Speakers originating in the United States included Dr. Julie Hedgepeth Williams, grandniece of second class passenger Albert Coldwell of Birmingham, Ala.; Dr. Paul Kurzman, great-grandson of first class passengers Isador and Ida Straus, founders of Macy’s, who perished on the Titanic; and Dr. Karen Lemke of Lisbon Falls, education professor at St. Joseph’s College in Standish.

In 1986, Lemke interviewed survivor Master Marshall Drew who was 8 years old when he and his aunt were rescued by the Carpathia at dawn on April 15. Lewke spoke at the event in the person of Mrs.

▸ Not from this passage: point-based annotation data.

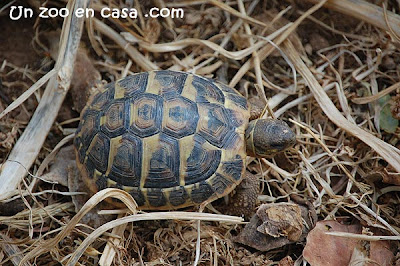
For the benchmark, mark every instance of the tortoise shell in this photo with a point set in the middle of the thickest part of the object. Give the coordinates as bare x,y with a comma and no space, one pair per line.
170,139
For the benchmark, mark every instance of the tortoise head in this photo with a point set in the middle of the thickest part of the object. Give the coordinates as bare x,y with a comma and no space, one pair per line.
265,137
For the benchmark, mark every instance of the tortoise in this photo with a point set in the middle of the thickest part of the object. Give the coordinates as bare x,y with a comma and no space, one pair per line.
171,139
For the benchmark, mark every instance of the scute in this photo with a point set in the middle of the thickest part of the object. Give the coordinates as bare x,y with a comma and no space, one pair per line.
171,83
216,128
134,84
116,118
147,114
163,164
170,139
99,151
207,91
181,117
127,161
202,163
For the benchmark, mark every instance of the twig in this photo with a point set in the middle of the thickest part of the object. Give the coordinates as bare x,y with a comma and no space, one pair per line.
367,12
31,141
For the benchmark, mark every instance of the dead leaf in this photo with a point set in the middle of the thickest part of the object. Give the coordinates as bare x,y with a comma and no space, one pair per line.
263,241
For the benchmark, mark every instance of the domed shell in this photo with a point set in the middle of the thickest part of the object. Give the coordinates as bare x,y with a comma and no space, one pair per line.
170,139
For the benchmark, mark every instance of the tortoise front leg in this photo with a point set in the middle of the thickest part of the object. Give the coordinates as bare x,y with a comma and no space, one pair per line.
244,200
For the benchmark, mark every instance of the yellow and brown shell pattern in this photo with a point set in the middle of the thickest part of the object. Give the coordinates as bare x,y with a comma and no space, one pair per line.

James Drew, young Marshall’s aunt. Lula Drew lost her husband, James Drew, when Titanic foundered, broke apart and sank.

Lemke was the last one to interview the 82-year-old Drew, who passed away six weeks after their interview. With all survivors’ voices gone, it is important to keep first-hand survivors’ accounts alive as Titanic becomes more and more mythologized, said Lemke.